'Anin, Barta'a-Reihan, Tayba-Rummana
06:00-06:40 Barta’a checkpoint
It was immediately apparent there was no one keeping order in the Palestinian parking lot (the “red side” of the checkpoint), given the crowding and the masses of people at the turnstiles. There’s no sign of A., who volunteers to keep order, nor of the five hired personnel who began working two weeks ago but didn’t come this week. A. now works in Nazareth and
crosses through a different checkpoint. Crowding starts at 04:30, half an hour before the checkpoint opens, and continues until approximately 07:30 on a good day. People are angry and tired even before beginning their workday. What Israeli would have been willing to waste one or two hours each morning in an annoying, crowded, congested line? R., from the checkpoint management, politely and calmly rebuffs my attempt to find out what they’re doing to ease the line. What do you know, he tells me repeatedly. What I’ve seen and heard for fourteen years, I reply. He finds that hard to believe. At least both turnstiles are operating simultaneously for people entering the terminal. After stopping for 4-5 minutes they turn again and about 50 people come through, mostly young men, pushing and shoving; some were trapped within the turnstile when it stopped. Others, mostly older men, prefer to wait off to the side, at the price of being very late to work.
06:40 300-400 people were still waiting.
06:50-07:20 A’anin agricultural gate 214
The checkpoint opened on time but crossing goes slowly: The soldiers, who are acting as “fashion police,” didn’t allow ten people through because they thought they were too well-dressed for farm work. Let’s assume they’re not heading to the olive groves today, but why do they think a Palestinian farmer must be wearing dirty clothes?

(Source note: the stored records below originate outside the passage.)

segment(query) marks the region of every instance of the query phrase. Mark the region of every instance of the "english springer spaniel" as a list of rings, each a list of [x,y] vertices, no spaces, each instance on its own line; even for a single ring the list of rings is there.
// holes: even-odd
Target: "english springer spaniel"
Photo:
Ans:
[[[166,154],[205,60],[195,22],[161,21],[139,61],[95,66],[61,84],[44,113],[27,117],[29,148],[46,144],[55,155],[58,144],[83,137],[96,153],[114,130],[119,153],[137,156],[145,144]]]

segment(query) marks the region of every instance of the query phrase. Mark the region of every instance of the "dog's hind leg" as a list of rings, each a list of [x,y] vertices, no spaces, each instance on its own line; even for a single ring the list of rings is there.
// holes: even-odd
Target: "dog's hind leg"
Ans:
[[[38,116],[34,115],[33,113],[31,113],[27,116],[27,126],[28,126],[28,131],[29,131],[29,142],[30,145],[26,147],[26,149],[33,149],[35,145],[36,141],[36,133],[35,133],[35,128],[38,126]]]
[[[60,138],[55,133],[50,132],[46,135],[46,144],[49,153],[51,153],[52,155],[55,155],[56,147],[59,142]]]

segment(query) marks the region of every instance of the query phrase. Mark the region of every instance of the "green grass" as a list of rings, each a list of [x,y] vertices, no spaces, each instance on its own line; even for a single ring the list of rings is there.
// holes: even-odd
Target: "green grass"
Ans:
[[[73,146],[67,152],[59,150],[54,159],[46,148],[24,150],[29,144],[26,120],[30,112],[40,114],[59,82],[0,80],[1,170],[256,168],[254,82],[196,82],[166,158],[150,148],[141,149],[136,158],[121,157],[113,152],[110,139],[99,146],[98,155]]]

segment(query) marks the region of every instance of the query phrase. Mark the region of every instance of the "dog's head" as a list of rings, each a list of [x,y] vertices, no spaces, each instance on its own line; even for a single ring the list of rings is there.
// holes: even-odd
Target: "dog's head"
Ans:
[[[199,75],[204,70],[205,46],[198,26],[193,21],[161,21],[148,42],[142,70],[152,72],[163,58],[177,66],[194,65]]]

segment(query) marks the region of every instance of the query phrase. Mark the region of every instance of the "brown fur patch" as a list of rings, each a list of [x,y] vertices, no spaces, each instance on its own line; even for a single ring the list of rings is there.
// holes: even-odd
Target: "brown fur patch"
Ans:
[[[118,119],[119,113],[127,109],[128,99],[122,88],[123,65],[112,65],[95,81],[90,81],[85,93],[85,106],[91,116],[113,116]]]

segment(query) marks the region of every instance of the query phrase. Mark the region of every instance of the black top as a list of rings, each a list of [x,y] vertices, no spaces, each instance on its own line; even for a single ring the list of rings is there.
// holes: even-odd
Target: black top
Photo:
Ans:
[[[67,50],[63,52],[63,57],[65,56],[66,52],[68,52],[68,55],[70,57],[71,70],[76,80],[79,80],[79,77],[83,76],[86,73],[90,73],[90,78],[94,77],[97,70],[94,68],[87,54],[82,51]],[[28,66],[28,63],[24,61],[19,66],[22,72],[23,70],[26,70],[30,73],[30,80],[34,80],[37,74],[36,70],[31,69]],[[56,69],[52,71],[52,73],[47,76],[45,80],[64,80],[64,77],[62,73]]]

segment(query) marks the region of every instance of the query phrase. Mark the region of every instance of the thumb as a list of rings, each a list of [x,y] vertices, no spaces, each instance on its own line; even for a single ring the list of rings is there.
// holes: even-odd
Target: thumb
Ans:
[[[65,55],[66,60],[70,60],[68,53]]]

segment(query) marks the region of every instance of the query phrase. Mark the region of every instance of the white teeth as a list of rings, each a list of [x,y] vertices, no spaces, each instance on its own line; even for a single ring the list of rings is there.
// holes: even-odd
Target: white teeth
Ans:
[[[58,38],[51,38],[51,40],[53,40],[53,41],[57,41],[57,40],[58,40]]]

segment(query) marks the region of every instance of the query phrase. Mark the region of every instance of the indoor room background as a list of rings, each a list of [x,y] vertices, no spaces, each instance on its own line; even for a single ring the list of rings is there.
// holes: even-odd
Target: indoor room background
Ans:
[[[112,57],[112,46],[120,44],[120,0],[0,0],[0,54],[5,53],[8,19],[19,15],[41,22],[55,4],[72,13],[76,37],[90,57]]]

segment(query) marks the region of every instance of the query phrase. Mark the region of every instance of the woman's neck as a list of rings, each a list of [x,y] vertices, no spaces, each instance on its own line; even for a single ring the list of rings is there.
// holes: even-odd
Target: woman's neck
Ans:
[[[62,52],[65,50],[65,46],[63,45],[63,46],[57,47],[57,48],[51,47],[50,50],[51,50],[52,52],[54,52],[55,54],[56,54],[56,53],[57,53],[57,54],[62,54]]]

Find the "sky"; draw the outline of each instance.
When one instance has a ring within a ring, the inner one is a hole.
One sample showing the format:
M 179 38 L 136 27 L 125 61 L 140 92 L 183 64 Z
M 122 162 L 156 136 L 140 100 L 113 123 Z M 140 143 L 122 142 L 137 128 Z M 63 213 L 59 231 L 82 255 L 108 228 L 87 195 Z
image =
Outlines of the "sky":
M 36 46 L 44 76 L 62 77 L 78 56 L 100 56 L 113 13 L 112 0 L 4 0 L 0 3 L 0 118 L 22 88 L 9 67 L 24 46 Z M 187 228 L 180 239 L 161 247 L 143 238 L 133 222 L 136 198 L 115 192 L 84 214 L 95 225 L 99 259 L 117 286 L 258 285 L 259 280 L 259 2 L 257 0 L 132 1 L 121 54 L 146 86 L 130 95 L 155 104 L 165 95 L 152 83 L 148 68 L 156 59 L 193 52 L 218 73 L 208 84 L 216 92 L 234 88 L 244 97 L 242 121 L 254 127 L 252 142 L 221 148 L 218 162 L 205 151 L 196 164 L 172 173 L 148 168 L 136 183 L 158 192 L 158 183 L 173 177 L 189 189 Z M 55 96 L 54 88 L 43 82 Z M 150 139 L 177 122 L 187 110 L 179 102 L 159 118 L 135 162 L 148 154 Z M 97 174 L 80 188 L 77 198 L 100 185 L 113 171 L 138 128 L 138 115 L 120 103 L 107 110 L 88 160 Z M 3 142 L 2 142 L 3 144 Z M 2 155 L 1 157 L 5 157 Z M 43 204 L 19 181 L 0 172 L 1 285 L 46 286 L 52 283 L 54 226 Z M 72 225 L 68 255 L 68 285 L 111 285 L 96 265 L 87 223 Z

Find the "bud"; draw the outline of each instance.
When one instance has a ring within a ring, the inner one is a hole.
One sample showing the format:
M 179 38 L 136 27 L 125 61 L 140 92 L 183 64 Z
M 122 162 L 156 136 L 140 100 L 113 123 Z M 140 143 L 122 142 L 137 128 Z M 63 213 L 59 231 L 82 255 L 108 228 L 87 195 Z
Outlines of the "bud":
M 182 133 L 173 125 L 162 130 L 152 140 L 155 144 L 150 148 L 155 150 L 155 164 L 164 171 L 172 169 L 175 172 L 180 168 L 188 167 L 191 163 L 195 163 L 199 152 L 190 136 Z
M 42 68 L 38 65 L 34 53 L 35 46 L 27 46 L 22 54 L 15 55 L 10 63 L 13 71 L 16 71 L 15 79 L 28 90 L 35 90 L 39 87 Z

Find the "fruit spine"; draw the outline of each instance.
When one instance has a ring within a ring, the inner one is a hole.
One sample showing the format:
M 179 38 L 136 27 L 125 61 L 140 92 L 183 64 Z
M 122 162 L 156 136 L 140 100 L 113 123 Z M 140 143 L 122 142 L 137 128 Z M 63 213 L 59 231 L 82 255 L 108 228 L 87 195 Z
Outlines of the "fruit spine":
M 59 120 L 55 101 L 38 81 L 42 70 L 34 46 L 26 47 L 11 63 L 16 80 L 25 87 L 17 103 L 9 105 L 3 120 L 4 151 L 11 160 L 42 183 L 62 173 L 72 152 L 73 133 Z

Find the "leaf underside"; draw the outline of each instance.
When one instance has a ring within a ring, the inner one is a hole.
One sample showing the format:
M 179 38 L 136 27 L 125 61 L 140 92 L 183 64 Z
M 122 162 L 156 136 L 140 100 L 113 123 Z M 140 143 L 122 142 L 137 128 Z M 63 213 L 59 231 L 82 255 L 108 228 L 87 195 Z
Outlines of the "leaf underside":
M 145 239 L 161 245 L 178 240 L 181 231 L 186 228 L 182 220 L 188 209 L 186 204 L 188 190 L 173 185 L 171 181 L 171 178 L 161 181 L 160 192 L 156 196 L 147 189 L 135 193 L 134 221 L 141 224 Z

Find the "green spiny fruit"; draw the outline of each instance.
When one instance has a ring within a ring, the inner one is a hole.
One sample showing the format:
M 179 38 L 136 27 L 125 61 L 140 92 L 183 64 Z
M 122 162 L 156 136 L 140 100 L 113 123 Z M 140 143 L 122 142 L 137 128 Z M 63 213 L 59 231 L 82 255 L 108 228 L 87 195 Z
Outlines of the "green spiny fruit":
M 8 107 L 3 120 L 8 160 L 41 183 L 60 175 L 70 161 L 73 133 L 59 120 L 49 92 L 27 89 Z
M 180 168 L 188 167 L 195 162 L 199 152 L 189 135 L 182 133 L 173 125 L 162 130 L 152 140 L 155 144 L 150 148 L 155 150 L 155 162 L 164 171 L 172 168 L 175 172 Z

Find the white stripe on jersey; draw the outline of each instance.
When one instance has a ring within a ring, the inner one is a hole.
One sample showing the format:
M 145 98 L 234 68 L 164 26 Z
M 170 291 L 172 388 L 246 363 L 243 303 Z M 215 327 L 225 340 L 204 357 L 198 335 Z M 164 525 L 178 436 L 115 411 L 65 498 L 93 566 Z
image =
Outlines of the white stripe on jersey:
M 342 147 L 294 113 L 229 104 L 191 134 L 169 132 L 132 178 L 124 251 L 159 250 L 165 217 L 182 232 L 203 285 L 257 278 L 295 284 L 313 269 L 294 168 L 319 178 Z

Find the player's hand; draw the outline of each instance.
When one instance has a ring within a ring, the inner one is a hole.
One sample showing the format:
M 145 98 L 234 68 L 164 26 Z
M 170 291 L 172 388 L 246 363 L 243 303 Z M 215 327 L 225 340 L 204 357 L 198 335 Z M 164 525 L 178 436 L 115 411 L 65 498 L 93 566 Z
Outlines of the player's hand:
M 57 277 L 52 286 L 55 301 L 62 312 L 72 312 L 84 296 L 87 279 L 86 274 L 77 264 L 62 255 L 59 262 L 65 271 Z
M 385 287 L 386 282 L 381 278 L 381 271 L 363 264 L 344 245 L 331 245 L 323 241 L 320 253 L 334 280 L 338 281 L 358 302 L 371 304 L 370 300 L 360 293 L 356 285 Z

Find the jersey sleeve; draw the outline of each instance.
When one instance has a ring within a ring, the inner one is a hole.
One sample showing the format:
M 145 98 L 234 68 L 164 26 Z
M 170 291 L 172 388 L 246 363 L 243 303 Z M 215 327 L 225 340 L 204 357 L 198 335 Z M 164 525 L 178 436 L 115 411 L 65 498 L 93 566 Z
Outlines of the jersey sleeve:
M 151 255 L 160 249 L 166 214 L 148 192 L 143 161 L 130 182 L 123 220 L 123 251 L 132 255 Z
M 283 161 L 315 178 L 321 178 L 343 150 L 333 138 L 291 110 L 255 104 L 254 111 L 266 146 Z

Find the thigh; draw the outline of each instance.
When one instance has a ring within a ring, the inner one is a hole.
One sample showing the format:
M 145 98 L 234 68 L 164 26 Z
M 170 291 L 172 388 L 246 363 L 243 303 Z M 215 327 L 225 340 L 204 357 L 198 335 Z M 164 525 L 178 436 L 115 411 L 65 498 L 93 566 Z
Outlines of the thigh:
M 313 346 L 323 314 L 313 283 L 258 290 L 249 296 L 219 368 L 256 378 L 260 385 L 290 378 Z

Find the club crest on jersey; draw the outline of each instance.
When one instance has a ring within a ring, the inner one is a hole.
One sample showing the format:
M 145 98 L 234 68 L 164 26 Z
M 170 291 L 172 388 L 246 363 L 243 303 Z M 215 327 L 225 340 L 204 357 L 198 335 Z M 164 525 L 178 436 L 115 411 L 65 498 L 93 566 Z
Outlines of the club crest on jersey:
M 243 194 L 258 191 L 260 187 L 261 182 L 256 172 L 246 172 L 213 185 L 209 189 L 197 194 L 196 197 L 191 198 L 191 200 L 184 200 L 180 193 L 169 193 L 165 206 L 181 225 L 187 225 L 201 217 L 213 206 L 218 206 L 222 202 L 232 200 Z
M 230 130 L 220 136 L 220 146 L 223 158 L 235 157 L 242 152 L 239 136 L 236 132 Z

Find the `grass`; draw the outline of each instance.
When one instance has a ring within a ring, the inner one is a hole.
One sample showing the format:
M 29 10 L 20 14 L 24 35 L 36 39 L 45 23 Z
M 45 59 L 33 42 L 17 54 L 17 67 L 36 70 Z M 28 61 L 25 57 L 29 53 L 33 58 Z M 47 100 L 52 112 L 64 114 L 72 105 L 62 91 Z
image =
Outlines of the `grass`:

An elderly resident of A’anin goes through without a permit, because of his age. His son’s permit was confiscated as part of the Shabak’s general, inexplicable clampdown. He knows about the wholesale clampdown but believes his son must be permitted, like him, to cross without documents.
Another resident wanted to cross this morning with his son. They let the father through. They told the son to return to the village. The father told the son to wait and he tried again later and this time got through.
The hunt continues for tractors born before 1995 which are thereby no longer entitled to cross to the seam zone. Remember: most of the agricultural lands belonging to A’anin are imprisoned in the seam zone. Now imagine this: Without a tractor, a farmer can’t cultivate his land. After a few years it will be considered to have been abandoned. Guess who’ll receive it as a gift from the state of Israel? In the following clip, Ahmad tells about his tractor that’s too old. This morning he was stopped and told to take it back to the village. He did, and came back on foot. His wife had already crossed and was waiting for him.
Ahmad, from A’anin: https://www.youtube.com/watch?v=CKQo2tZ03HI
08:00 Tayibe-Rummaneh agricultural gate 154
Today it opened exactly on time but not everyone went through. Four women and their small children were refused entry even though they had agricultural crossing permits. And not because they were too well dressed. They had the nerve to tell the truth, that they were going to visit relatives in Umm el Fahm, adjacent to the checkpoint. Often women and children are allowed to cross here even if they’re not going to the fields. It’s confusing. So – should they lie, or not?